Femtosecond Isomerization Dynamics in the Ethylene Molecule

The ethylene molecule plays a fundamental and prototypical role for the understanding of photo-isomerizaton processes and particularly for ultrafast energy conversion through nonadiabatic transitions and state crossing via conical intersections. We have developed a high power femtosecond laser based pump-probe system to study femtosecond isomerization dynamics in various model molecules. By focusing 25-mJ laser pulses into a 5-cm-long xenon-filled gas cell, we can deliver about 10$^9$ photons per harmonic per pulse onto a target gas, with the photons ranging in energy from 8 to 40 eV. In this talk I will present the results of our studies of the dynamics in the excited ethylene cation (C$_2$H$_4^+$) using a high intensity high harmonic source. The dynamics in the excited ethylene cation leads, among other channels, to isomerization to the ethyledene configuration (CH$_3$CH$^+$), which is predicted to be a transient configuration for electronic relaxation.

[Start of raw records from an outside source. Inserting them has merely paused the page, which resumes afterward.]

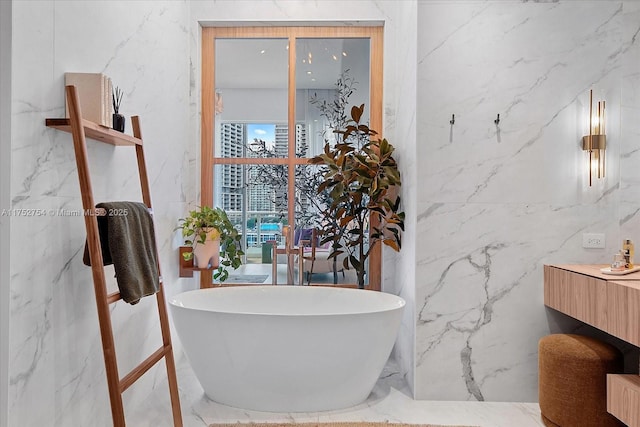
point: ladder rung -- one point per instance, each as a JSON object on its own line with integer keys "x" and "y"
{"x": 139, "y": 370}
{"x": 111, "y": 298}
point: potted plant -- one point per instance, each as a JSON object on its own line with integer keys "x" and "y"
{"x": 361, "y": 176}
{"x": 214, "y": 240}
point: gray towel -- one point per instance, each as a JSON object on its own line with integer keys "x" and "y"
{"x": 128, "y": 242}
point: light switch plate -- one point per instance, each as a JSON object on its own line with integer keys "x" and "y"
{"x": 593, "y": 240}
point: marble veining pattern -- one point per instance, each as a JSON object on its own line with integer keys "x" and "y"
{"x": 390, "y": 401}
{"x": 488, "y": 205}
{"x": 500, "y": 200}
{"x": 55, "y": 349}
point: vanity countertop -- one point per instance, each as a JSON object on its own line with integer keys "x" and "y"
{"x": 593, "y": 270}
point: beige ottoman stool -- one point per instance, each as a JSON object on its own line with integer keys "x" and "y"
{"x": 572, "y": 372}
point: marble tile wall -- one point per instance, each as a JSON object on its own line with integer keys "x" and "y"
{"x": 495, "y": 203}
{"x": 5, "y": 176}
{"x": 56, "y": 365}
{"x": 486, "y": 206}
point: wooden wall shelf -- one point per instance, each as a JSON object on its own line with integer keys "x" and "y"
{"x": 610, "y": 303}
{"x": 95, "y": 131}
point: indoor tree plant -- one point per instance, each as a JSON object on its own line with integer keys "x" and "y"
{"x": 361, "y": 176}
{"x": 213, "y": 239}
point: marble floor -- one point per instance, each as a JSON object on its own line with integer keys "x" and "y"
{"x": 389, "y": 401}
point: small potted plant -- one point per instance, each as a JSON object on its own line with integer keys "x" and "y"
{"x": 214, "y": 240}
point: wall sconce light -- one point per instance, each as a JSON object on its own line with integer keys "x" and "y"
{"x": 596, "y": 141}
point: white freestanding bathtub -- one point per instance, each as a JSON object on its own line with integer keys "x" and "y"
{"x": 287, "y": 348}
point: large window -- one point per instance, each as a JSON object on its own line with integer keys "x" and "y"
{"x": 268, "y": 106}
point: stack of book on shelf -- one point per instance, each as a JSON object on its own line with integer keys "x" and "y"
{"x": 94, "y": 91}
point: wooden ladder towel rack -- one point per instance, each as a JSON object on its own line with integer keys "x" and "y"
{"x": 81, "y": 128}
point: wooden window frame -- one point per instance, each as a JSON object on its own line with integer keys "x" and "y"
{"x": 207, "y": 137}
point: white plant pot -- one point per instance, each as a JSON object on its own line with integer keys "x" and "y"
{"x": 208, "y": 253}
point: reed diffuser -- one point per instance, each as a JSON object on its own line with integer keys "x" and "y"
{"x": 118, "y": 119}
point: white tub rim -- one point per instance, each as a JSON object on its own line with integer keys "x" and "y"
{"x": 394, "y": 302}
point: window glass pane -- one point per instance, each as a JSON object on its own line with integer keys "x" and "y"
{"x": 251, "y": 78}
{"x": 255, "y": 199}
{"x": 331, "y": 76}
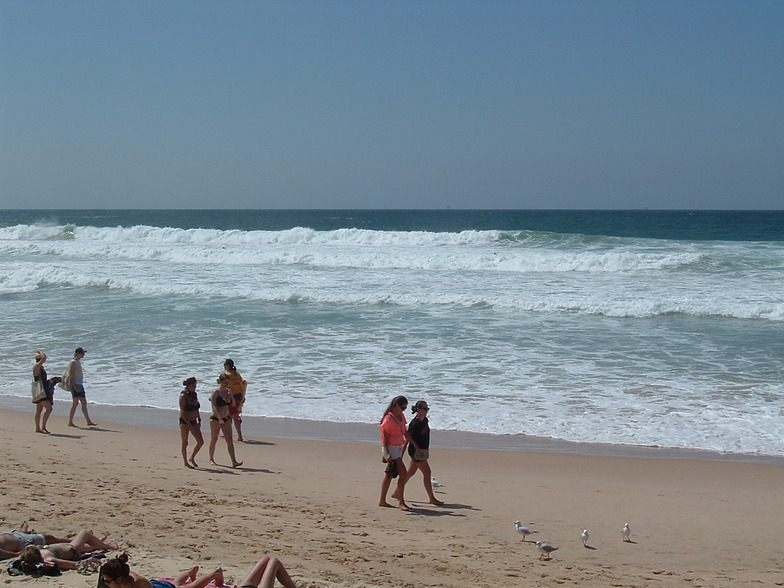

With an intense femtosecond EUV pulse as pump, and a NIR (near infra-red) pulse as probe, we measure a time scale of $45\pm10$ fs for formation of the transient ethylidene configuration (lifetime of $60\pm15$ fs ) through detection of the NIR-induced fragmentation to CH$_3^+$ and CH$^+$. Also, a H$_2$-stretch transient configuration (believed to succeed ethylidene), yielding H$_2^+$, is found to be populated after $100\pm10$ fs. These studies were also extended to excited state dynamics in the neutral ethylene using a recently developed split mirror technique enabling XUV pump - XUV probe capability. In order to achieve this we optimized our high harmonic system for high power in order to produce a very intense source of high harmonics that allows multiphoton (XUV) absorption by a single molecule. In particular, we were able to measure two-photon double-ionization of Ethelyne and argon and three-photon double ionization of neon.